His disciplinary hearing will happen in 2 weeks or so, as inmates in SHU for violating rules must wait a month before they get their hearing (and remember, his rule violation that resulted in being sent to SHU wasn’t explicitly stated in the manual!). ***June 20th correction: disciplinary hearings can take 3 MONTHS to happen, not one month!*** The prison hearing is an internal Federal Bureau of Prisons (FBOP) disciplinary process and has nothing to do with the legal system or inmates’ legal cases – which is why no lawyer is allowed to participate or intervene – and the ‘judge’ has already recommended that Marc lose his phone privileges for 6 MONTHS and be held in SHU for an additional 1 or 2 MONTHS!
The worst part is that if Marc is then ‘sentenced’ to another month or more in SHU, he will then have his radio taken away (that’s one blessing he’s had so far in SHU) and he will NOT be able to receive ANY commissary items – that means he won’t be able to get any stamps or envelopes or paper, so he won’t even be able to send me mail, which is the only way we are able to communicate.

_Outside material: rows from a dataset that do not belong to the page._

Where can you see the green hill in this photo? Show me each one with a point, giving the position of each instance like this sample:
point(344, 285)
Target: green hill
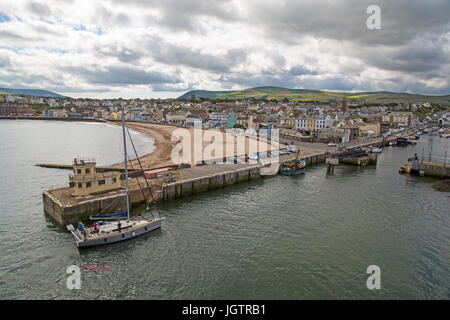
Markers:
point(276, 93)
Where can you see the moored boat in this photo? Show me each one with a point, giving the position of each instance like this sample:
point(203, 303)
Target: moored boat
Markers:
point(292, 167)
point(376, 150)
point(114, 231)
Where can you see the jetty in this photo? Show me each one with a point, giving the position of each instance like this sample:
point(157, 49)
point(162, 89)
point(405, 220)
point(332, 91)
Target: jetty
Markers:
point(425, 168)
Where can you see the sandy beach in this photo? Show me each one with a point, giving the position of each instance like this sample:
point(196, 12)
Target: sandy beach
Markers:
point(162, 134)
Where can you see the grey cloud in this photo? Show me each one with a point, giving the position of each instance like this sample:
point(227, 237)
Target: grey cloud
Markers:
point(120, 75)
point(39, 9)
point(301, 70)
point(185, 15)
point(401, 20)
point(179, 55)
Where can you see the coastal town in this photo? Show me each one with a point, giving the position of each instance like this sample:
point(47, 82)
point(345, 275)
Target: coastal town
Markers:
point(335, 122)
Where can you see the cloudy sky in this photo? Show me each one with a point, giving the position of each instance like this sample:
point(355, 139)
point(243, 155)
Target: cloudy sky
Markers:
point(149, 48)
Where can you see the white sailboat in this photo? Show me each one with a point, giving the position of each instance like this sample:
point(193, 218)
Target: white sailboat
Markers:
point(114, 231)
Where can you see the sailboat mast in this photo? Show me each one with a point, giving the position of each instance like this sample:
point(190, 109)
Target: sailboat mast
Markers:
point(126, 160)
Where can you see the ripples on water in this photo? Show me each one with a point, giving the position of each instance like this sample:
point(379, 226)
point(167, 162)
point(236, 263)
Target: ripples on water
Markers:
point(304, 237)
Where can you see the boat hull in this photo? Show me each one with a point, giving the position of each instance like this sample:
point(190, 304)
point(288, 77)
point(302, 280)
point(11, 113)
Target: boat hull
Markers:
point(293, 172)
point(123, 235)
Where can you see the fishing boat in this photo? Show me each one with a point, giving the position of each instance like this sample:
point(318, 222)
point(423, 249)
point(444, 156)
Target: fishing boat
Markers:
point(376, 150)
point(402, 141)
point(121, 227)
point(393, 143)
point(293, 167)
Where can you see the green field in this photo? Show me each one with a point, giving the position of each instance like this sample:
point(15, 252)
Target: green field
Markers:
point(276, 93)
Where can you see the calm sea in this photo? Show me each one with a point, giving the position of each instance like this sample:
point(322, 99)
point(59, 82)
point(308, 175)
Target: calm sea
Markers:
point(306, 237)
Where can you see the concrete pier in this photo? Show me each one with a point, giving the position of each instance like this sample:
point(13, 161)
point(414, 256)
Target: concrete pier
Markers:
point(427, 169)
point(65, 208)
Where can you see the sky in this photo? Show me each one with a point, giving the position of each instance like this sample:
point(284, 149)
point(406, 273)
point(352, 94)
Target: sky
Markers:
point(161, 49)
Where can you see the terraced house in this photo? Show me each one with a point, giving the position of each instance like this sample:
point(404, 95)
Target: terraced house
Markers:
point(313, 123)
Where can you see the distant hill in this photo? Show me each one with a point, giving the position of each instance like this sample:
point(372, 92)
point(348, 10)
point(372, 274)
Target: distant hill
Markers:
point(32, 92)
point(270, 93)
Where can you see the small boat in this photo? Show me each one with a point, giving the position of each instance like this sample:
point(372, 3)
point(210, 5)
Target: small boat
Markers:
point(402, 141)
point(114, 231)
point(376, 150)
point(292, 167)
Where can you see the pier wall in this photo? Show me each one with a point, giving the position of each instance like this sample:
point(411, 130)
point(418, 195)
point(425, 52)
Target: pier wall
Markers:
point(208, 183)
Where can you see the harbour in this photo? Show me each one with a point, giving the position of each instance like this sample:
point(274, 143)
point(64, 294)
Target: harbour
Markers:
point(298, 237)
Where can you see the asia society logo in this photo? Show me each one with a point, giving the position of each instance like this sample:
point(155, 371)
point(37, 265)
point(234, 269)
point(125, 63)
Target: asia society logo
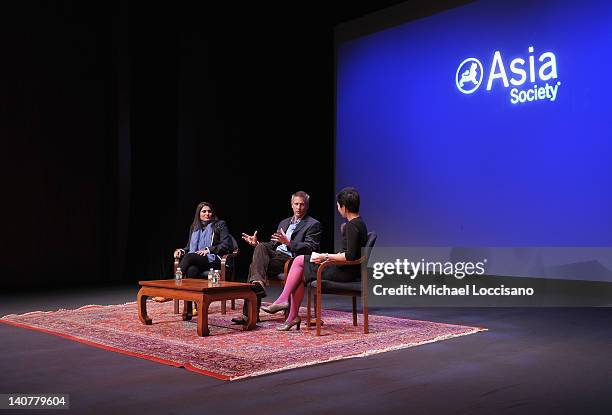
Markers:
point(531, 80)
point(469, 75)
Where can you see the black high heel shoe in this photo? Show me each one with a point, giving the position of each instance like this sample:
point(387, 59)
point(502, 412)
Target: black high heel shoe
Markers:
point(275, 308)
point(287, 326)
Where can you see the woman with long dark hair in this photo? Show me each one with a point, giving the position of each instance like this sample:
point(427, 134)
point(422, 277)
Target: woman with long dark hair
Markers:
point(209, 239)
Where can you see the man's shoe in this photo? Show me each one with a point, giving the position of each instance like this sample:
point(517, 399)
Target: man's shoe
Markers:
point(260, 288)
point(242, 320)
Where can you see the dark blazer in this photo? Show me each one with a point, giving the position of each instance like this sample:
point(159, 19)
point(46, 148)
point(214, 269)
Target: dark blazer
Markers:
point(222, 241)
point(305, 239)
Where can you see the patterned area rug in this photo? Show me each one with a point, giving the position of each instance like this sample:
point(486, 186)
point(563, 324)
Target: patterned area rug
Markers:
point(230, 353)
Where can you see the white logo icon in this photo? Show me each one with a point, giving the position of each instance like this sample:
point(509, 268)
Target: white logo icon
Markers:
point(469, 75)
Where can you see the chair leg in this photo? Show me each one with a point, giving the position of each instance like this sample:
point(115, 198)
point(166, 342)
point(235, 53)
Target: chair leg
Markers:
point(366, 328)
point(308, 307)
point(318, 310)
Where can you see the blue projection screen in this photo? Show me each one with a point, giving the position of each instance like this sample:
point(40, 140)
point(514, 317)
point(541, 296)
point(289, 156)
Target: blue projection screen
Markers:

This punishment is cruel, excessive and utterly unjust, but it happens every day to thousands of people all across America in this horrific drug war and imprisonment industry. Remember too that Marc is in prison not for violating drug laws, but for speaking his mind and leading a peaceful revolution of good, honest people. That is why he’s a political prisoner, just as the DEA admitted after his arrest. And that is why we must FREE MARC EMERY and free all peaceful prisoners of the drug war: it’s a violation of freedom of speech and freedom of choice.
I have to stress it again: sending Marc letters is so important. He can keep getting mail from us, even if we can’t get any from him. Just write about anything positive, your daily routine, your family and friends, your job, your hobbies, the news, activism – anything at all. The longer, the better, because he literally has NOTHING else to do!
For those of you who think, “I don’t know how to write a letter,” well, it’s like writing a long Facebook comment/message, or an email. He misses that regular contact he used to get all the time! Just sit down and start typing away as though you’re simply sending Marc a message on Facebook or through email. Express how you feel about things, what you’ve been doing, what you plan to do. Then print it off, get an envelope and stamp, and put it in a mailbox! It’s the LEAST you can do, if you say you support Marc Emery. Please, send him mail. I need to know that my man is not forgotten!
I love you, Marc. I promise to never give up in our quest for personal liberty and freedom from oppression. As you said, “One person can undo the evil of several thousand people. You must never underestimate your power.”